Le purgatoire en audiobook
[audio http://universpodcast.com/contents/lesaventuresdethierry/le-purgatoire-mp3.mp3 ]

Le jour le plus long

L’aéroport international Cheremetievo de Moscou, parfois appelé Cheremetievo-2, a été construit à l’occasion des Jeux olympiques de 1980. Il s’est ajouté au complexe aéroportuaire de Cheremetievo-1, qui a été ouvert en 1964. Ces deux aéroports sont deux bâtiments différents, qui n’ont aucune liaison physique entre eux. Ainsi, les voyageurs se trouvant dans Cheremetievo-2 n’auront accès qu’aux terminaux d-e-f et les voyageurs de Cheremetievo-1 devront rester dans les terminaux a-b-c.

Quand j’ai débarqué là à 5h du matin, je n’en avais aucune idée.

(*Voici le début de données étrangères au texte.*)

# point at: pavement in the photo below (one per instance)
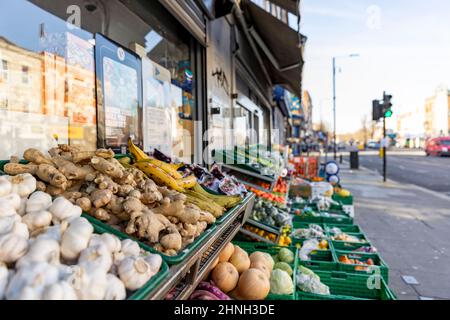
(413, 167)
(409, 225)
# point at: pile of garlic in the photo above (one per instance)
(49, 252)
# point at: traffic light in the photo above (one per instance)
(387, 106)
(377, 110)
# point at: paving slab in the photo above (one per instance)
(410, 227)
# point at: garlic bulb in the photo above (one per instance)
(22, 184)
(115, 289)
(29, 283)
(23, 206)
(3, 279)
(13, 247)
(89, 284)
(40, 250)
(37, 220)
(134, 272)
(5, 186)
(155, 262)
(59, 291)
(76, 238)
(21, 229)
(111, 241)
(38, 201)
(96, 257)
(54, 232)
(13, 199)
(130, 248)
(6, 209)
(62, 209)
(7, 223)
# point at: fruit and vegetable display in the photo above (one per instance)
(255, 158)
(217, 181)
(360, 265)
(265, 212)
(309, 282)
(160, 211)
(279, 201)
(313, 231)
(49, 252)
(338, 235)
(311, 245)
(244, 276)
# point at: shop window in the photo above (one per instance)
(4, 74)
(25, 75)
(47, 80)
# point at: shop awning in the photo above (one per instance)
(280, 45)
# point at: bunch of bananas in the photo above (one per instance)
(216, 204)
(167, 174)
(162, 173)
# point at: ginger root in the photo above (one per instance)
(37, 157)
(14, 169)
(107, 167)
(84, 203)
(101, 198)
(50, 174)
(70, 170)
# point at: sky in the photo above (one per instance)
(404, 48)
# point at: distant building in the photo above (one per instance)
(437, 113)
(410, 129)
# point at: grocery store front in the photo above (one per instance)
(92, 75)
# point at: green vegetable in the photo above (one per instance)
(286, 255)
(281, 283)
(283, 266)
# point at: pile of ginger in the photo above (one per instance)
(123, 197)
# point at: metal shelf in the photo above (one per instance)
(263, 226)
(255, 236)
(185, 275)
(250, 173)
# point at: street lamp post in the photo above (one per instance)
(334, 102)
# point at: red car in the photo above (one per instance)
(438, 147)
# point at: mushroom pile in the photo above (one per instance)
(117, 194)
(49, 252)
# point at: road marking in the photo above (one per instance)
(410, 280)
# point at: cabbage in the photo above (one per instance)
(281, 283)
(283, 266)
(286, 255)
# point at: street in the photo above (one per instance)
(432, 173)
(409, 226)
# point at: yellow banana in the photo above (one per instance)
(137, 153)
(188, 182)
(158, 175)
(164, 166)
(225, 201)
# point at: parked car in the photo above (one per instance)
(438, 147)
(373, 145)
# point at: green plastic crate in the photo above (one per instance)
(360, 236)
(380, 265)
(231, 211)
(349, 287)
(347, 201)
(341, 220)
(348, 246)
(251, 247)
(344, 228)
(319, 259)
(144, 292)
(171, 260)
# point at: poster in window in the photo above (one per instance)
(158, 118)
(119, 95)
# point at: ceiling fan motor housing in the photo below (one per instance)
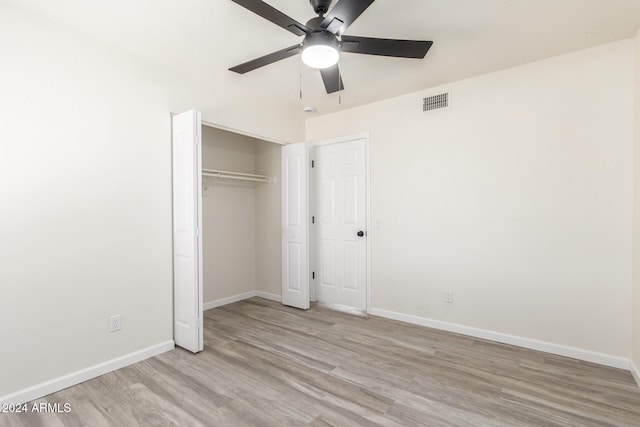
(324, 38)
(320, 6)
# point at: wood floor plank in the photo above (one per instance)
(265, 364)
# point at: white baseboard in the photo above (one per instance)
(239, 297)
(43, 389)
(269, 296)
(228, 300)
(635, 372)
(561, 350)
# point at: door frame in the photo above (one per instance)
(313, 256)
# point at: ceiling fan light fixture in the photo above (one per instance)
(320, 50)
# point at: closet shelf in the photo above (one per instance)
(236, 175)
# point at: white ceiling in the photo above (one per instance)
(203, 38)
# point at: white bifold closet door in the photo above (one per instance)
(187, 226)
(295, 226)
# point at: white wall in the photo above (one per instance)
(85, 197)
(268, 221)
(518, 198)
(635, 357)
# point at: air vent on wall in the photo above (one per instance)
(435, 102)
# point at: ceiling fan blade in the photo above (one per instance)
(266, 60)
(332, 79)
(274, 15)
(343, 14)
(385, 47)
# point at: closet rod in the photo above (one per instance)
(235, 175)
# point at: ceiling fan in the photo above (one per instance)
(324, 40)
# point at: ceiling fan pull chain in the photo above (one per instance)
(300, 71)
(339, 90)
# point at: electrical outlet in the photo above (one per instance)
(115, 323)
(448, 296)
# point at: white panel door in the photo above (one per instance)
(340, 223)
(295, 226)
(187, 226)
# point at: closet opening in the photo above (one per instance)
(240, 217)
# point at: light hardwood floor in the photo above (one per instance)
(266, 364)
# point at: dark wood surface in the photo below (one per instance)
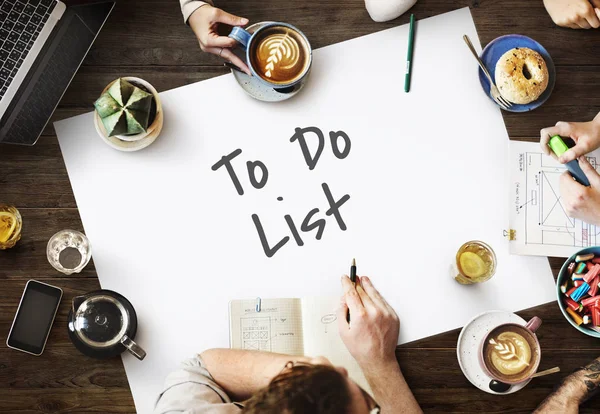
(147, 38)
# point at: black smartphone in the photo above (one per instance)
(35, 316)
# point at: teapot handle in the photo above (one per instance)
(77, 301)
(132, 347)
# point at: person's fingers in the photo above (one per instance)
(220, 41)
(230, 56)
(342, 313)
(583, 23)
(592, 18)
(589, 171)
(222, 16)
(364, 298)
(581, 148)
(372, 292)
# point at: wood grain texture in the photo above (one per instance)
(148, 39)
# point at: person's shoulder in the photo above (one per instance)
(191, 389)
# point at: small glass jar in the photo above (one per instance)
(69, 251)
(10, 226)
(475, 263)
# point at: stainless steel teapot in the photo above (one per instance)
(103, 324)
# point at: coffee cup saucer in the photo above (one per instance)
(253, 86)
(467, 348)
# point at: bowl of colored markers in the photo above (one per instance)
(578, 291)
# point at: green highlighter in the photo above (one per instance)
(558, 146)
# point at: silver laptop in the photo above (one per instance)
(42, 44)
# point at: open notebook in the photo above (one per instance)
(306, 326)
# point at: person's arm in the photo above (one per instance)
(582, 202)
(241, 373)
(574, 390)
(575, 14)
(371, 337)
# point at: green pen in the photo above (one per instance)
(558, 146)
(411, 41)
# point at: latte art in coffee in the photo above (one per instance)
(280, 55)
(509, 353)
(283, 52)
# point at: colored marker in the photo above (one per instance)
(411, 41)
(558, 146)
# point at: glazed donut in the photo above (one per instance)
(521, 75)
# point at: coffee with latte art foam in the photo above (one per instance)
(280, 55)
(510, 353)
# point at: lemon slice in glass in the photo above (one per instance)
(472, 265)
(8, 222)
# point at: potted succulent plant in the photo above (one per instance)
(128, 114)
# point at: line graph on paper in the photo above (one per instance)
(547, 222)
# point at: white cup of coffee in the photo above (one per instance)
(278, 54)
(511, 352)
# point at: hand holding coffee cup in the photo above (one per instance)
(205, 22)
(511, 353)
(278, 54)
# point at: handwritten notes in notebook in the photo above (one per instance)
(306, 326)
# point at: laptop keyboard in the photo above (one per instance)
(20, 24)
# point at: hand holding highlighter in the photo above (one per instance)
(558, 146)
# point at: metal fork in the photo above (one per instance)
(500, 100)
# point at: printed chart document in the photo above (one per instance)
(306, 326)
(537, 213)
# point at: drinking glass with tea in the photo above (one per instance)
(69, 251)
(475, 263)
(10, 226)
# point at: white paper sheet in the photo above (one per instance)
(426, 172)
(537, 212)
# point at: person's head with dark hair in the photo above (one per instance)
(317, 388)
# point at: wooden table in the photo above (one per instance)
(147, 38)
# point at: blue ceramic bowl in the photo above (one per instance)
(496, 48)
(564, 275)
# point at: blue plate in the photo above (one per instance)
(497, 47)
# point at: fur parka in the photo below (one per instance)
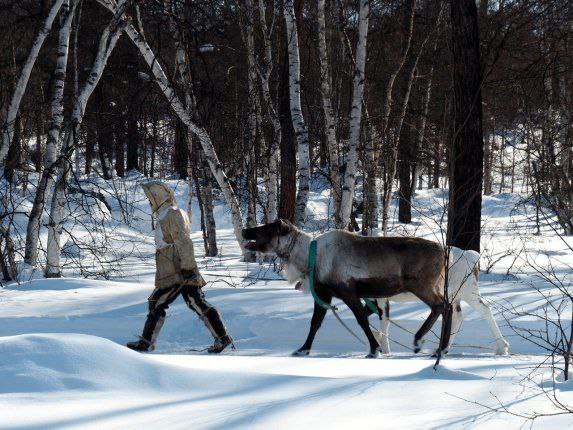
(174, 245)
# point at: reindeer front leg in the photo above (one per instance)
(315, 323)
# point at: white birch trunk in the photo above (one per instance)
(76, 74)
(184, 69)
(46, 181)
(271, 113)
(107, 43)
(253, 120)
(329, 120)
(355, 116)
(303, 150)
(390, 158)
(20, 88)
(190, 119)
(193, 123)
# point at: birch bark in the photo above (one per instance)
(355, 115)
(192, 121)
(389, 161)
(107, 43)
(329, 119)
(46, 179)
(20, 88)
(271, 115)
(301, 131)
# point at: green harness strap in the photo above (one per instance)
(318, 300)
(311, 263)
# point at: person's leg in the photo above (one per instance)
(195, 299)
(158, 303)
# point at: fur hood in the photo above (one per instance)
(160, 195)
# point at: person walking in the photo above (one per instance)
(176, 272)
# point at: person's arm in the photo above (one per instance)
(179, 230)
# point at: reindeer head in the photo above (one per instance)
(266, 238)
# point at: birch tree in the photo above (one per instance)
(265, 70)
(191, 120)
(108, 40)
(390, 150)
(329, 119)
(22, 84)
(46, 181)
(301, 131)
(355, 115)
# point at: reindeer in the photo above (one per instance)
(351, 267)
(463, 274)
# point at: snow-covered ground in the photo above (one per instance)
(62, 363)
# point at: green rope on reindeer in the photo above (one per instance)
(311, 264)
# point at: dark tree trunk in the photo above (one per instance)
(119, 148)
(132, 141)
(14, 157)
(405, 167)
(104, 133)
(287, 197)
(466, 151)
(180, 150)
(91, 138)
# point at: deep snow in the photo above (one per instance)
(62, 363)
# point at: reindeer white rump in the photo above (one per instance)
(462, 286)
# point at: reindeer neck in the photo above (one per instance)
(299, 253)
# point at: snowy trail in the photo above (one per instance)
(78, 380)
(63, 363)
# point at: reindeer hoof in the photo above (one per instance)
(374, 354)
(502, 349)
(301, 353)
(444, 352)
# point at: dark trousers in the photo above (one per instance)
(160, 300)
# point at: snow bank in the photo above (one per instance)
(35, 363)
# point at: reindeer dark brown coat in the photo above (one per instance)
(351, 267)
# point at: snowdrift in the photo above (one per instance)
(56, 362)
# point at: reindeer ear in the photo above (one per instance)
(283, 227)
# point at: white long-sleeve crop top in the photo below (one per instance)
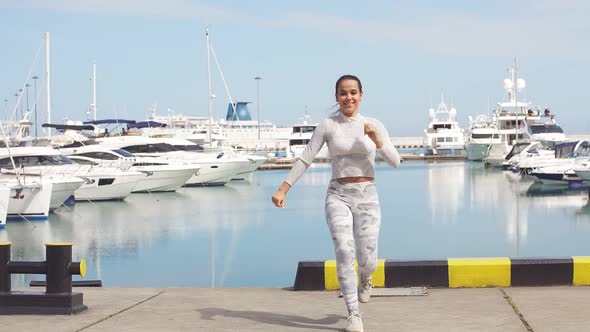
(352, 152)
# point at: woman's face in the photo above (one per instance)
(349, 97)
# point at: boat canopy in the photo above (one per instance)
(241, 112)
(146, 124)
(67, 127)
(109, 121)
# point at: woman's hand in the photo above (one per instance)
(371, 131)
(278, 199)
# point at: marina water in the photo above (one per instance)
(232, 236)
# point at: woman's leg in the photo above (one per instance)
(339, 219)
(367, 221)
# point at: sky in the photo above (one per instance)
(406, 53)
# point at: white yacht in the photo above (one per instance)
(300, 136)
(511, 118)
(95, 183)
(24, 198)
(545, 129)
(480, 136)
(444, 136)
(160, 174)
(215, 169)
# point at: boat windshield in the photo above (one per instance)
(149, 148)
(545, 129)
(123, 153)
(35, 161)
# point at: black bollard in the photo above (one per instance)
(4, 274)
(58, 298)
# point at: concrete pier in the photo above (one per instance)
(273, 309)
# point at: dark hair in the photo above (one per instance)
(349, 77)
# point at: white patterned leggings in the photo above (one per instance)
(353, 216)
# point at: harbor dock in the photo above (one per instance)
(558, 308)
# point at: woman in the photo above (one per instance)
(352, 205)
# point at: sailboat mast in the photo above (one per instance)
(209, 101)
(515, 83)
(47, 83)
(94, 91)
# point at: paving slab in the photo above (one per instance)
(101, 302)
(273, 309)
(563, 308)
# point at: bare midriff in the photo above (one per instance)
(355, 179)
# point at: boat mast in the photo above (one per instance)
(209, 101)
(47, 83)
(515, 84)
(93, 110)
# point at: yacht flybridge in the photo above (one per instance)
(444, 136)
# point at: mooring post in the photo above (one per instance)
(4, 274)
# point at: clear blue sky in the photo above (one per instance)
(406, 53)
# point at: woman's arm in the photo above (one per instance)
(318, 138)
(382, 141)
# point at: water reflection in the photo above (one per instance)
(201, 236)
(446, 187)
(126, 229)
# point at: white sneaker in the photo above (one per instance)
(364, 289)
(355, 324)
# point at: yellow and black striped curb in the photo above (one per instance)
(455, 273)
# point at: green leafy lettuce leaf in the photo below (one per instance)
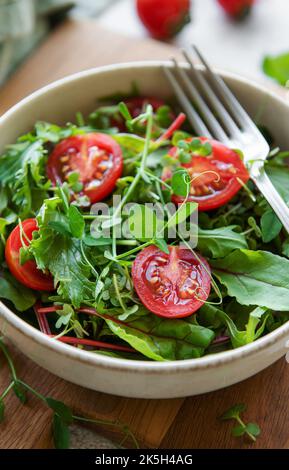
(219, 242)
(255, 278)
(277, 67)
(254, 327)
(22, 171)
(60, 253)
(21, 297)
(162, 339)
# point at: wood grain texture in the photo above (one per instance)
(179, 423)
(29, 426)
(265, 395)
(73, 47)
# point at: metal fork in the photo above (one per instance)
(222, 117)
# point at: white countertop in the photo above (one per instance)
(238, 47)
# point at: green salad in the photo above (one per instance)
(127, 235)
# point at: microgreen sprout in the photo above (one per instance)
(63, 416)
(251, 430)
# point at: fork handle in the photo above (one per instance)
(266, 187)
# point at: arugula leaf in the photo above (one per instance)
(142, 223)
(219, 242)
(277, 67)
(76, 222)
(22, 297)
(255, 278)
(181, 182)
(161, 339)
(256, 318)
(61, 255)
(130, 142)
(182, 213)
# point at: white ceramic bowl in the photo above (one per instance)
(58, 103)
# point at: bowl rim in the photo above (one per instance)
(129, 365)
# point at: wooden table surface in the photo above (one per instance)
(178, 423)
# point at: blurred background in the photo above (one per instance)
(235, 34)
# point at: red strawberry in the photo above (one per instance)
(237, 9)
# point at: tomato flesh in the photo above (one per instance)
(27, 273)
(95, 156)
(171, 285)
(216, 178)
(164, 18)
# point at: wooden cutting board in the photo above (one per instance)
(177, 423)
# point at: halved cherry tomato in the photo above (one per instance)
(171, 285)
(96, 157)
(136, 106)
(27, 273)
(216, 177)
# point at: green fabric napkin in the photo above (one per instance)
(23, 23)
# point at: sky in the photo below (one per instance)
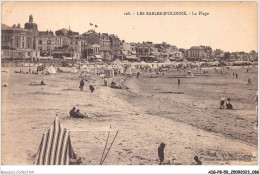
(230, 26)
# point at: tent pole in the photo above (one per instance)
(109, 147)
(104, 148)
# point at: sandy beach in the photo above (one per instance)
(147, 111)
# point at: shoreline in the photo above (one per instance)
(140, 133)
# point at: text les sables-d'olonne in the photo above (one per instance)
(180, 13)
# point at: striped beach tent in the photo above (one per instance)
(55, 147)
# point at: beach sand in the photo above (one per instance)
(147, 111)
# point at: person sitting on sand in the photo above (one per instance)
(78, 114)
(72, 112)
(113, 84)
(198, 162)
(228, 104)
(42, 83)
(222, 102)
(105, 82)
(91, 88)
(161, 152)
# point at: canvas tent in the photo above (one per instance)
(128, 71)
(55, 147)
(51, 70)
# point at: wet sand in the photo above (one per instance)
(147, 111)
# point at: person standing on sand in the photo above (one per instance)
(81, 84)
(138, 74)
(161, 152)
(91, 87)
(256, 100)
(198, 162)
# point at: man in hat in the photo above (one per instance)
(72, 112)
(161, 152)
(222, 102)
(198, 162)
(81, 85)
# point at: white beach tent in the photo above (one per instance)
(117, 61)
(129, 71)
(167, 61)
(143, 63)
(51, 70)
(55, 147)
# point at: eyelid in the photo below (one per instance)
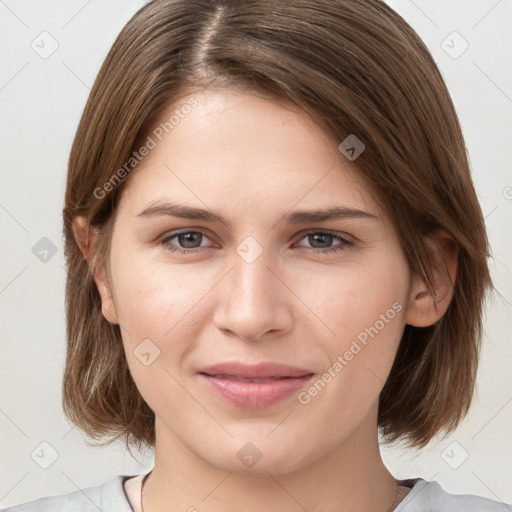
(346, 240)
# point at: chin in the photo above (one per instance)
(258, 459)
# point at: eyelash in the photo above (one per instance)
(345, 243)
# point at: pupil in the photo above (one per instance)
(318, 237)
(188, 238)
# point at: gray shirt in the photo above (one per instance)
(110, 496)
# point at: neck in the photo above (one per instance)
(350, 478)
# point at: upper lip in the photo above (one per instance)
(255, 371)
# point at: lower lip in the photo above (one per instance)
(254, 395)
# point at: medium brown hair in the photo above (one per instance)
(357, 68)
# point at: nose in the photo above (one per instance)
(253, 303)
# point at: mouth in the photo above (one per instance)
(254, 386)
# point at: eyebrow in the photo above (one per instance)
(295, 217)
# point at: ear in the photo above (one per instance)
(423, 308)
(85, 238)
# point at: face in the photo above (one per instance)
(262, 287)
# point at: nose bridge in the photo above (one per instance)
(251, 303)
(251, 278)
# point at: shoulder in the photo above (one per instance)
(106, 497)
(428, 496)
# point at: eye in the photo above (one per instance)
(325, 238)
(187, 239)
(188, 242)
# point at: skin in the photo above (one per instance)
(253, 161)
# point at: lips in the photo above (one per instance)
(256, 385)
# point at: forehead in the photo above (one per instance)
(235, 149)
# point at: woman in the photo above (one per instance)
(275, 252)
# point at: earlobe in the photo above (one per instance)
(85, 241)
(426, 308)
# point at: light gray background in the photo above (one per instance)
(41, 102)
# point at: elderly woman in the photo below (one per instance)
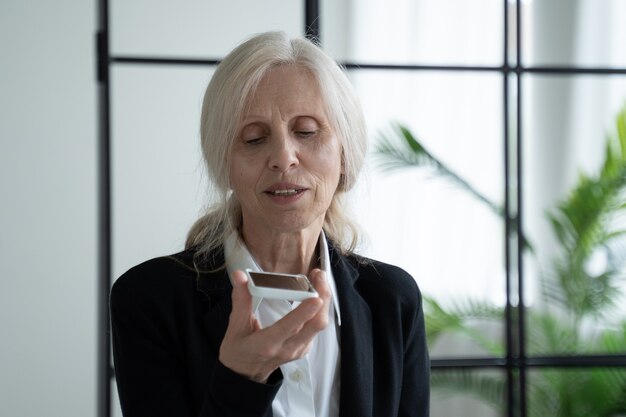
(283, 137)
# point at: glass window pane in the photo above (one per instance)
(448, 32)
(576, 291)
(417, 218)
(158, 186)
(468, 393)
(577, 392)
(197, 28)
(580, 33)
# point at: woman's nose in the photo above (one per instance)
(283, 154)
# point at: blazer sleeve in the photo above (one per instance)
(415, 394)
(152, 379)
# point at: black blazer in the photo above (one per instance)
(168, 322)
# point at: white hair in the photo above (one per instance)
(235, 80)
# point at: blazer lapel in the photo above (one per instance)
(217, 288)
(356, 342)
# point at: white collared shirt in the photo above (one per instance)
(311, 384)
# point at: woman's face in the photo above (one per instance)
(286, 159)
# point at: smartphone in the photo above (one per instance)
(280, 286)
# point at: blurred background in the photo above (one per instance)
(515, 107)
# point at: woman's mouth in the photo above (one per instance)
(286, 192)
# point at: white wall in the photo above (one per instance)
(47, 208)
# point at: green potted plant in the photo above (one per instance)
(574, 296)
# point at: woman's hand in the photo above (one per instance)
(256, 353)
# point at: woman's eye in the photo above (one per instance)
(305, 133)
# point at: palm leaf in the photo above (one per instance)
(398, 149)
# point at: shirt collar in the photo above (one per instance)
(238, 256)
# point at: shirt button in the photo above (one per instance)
(297, 375)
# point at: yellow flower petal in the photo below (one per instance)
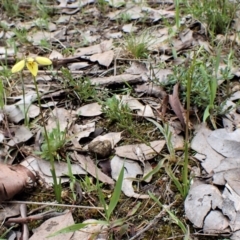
(32, 67)
(30, 59)
(18, 66)
(43, 61)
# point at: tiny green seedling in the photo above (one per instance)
(57, 140)
(108, 209)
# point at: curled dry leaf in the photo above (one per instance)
(200, 200)
(131, 170)
(13, 180)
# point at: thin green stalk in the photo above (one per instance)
(24, 101)
(57, 186)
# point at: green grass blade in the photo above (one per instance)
(116, 194)
(101, 197)
(155, 170)
(175, 180)
(76, 227)
(173, 217)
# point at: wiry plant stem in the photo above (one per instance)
(56, 185)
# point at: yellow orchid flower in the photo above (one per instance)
(32, 64)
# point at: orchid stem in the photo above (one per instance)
(55, 182)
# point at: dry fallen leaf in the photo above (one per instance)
(140, 152)
(61, 118)
(200, 200)
(176, 105)
(90, 110)
(52, 225)
(88, 165)
(131, 170)
(212, 158)
(106, 81)
(95, 231)
(14, 179)
(224, 142)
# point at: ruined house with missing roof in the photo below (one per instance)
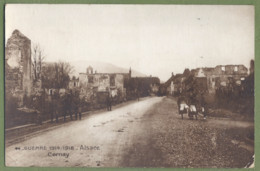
(18, 76)
(96, 86)
(219, 76)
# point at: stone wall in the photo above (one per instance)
(18, 64)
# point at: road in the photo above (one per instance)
(148, 133)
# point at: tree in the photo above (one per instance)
(37, 61)
(56, 75)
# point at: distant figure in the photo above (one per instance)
(109, 102)
(51, 107)
(80, 107)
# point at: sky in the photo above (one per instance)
(153, 39)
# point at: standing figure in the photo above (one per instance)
(109, 102)
(80, 107)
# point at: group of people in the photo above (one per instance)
(67, 104)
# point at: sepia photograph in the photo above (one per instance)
(129, 86)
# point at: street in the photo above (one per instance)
(145, 133)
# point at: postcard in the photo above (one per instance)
(129, 86)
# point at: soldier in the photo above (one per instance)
(69, 104)
(80, 107)
(108, 102)
(56, 106)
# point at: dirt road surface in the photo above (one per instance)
(148, 133)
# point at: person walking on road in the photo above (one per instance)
(109, 102)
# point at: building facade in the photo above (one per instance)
(18, 76)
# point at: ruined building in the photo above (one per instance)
(219, 76)
(18, 79)
(94, 84)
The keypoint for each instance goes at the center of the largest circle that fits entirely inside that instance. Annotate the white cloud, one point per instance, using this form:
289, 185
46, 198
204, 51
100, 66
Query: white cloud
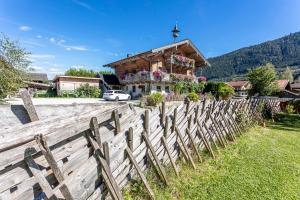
37, 68
83, 4
78, 66
25, 28
32, 43
52, 39
76, 48
42, 56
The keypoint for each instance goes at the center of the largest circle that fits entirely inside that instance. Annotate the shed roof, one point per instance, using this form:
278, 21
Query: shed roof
238, 84
161, 49
282, 84
111, 79
38, 76
75, 77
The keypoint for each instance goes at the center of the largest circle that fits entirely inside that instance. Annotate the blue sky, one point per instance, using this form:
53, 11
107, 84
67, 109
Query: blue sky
89, 33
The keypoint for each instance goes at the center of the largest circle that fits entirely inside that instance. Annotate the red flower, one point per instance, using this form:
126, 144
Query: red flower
202, 78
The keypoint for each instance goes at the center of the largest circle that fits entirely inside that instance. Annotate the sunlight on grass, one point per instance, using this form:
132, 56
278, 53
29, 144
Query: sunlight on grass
264, 163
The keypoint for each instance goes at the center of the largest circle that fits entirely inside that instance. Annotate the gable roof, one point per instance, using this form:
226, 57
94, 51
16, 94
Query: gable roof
282, 84
111, 79
238, 84
295, 85
161, 49
79, 78
38, 76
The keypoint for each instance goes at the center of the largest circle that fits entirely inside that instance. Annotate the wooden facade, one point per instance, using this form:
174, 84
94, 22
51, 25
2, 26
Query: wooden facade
159, 68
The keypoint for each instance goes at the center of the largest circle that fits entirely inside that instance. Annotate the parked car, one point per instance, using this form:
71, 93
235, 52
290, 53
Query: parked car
116, 95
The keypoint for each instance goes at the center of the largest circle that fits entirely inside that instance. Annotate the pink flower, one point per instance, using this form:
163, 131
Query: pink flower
202, 78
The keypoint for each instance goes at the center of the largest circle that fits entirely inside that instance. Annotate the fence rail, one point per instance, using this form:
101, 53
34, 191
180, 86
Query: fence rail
95, 154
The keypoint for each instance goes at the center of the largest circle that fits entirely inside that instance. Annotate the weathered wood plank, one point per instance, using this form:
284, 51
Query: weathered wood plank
193, 144
177, 131
29, 106
37, 173
140, 173
157, 162
170, 156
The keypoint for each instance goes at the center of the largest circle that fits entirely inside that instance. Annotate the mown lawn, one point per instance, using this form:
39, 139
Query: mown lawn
264, 163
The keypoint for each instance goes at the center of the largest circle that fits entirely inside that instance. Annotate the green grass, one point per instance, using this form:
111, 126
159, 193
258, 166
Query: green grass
264, 163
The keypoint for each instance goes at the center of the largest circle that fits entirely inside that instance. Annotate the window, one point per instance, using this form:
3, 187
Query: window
158, 88
167, 89
142, 88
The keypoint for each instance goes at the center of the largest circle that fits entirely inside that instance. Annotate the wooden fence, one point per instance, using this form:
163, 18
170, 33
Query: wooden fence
95, 154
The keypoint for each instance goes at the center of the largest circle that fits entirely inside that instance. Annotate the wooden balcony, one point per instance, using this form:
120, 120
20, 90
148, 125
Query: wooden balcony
181, 61
157, 76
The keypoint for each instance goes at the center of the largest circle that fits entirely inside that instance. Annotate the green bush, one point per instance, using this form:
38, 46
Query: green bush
87, 90
193, 96
225, 91
219, 90
290, 109
154, 99
49, 93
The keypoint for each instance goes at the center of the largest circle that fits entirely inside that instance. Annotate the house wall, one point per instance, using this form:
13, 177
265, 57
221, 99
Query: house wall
72, 85
152, 89
156, 63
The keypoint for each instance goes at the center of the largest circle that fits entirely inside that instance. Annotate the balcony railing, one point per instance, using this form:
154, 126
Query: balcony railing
181, 61
158, 76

Tout ce que je savais, c’est qu’avant de commencer mon voyage d’un mois au Viêtnam, j’allais passer 15 heures à attendre dans un aéroport, tout ça pour un billet meilleur marché. Cependant, cette perspective ne m’affectait guère, car j’avais trouvé la solution trois jours plus tôt : d’après un internaute, il existait dans cet aéroport « un petit coin de paradis » dans lequel on pouvait se reposer gratuitement. Evidemment, j’avais oublié les renseignements exacts, mais avec plein d’énergie, je me suis mis en quête du paradis. Après avoir fait deux fois l’aller-retour entre les trois terminaux auxquels j’avais accès, j’ai bien dû me rendre compte que le paradis était dans Cheremetievo-1. Ici, c’était plutôt le purgatoire.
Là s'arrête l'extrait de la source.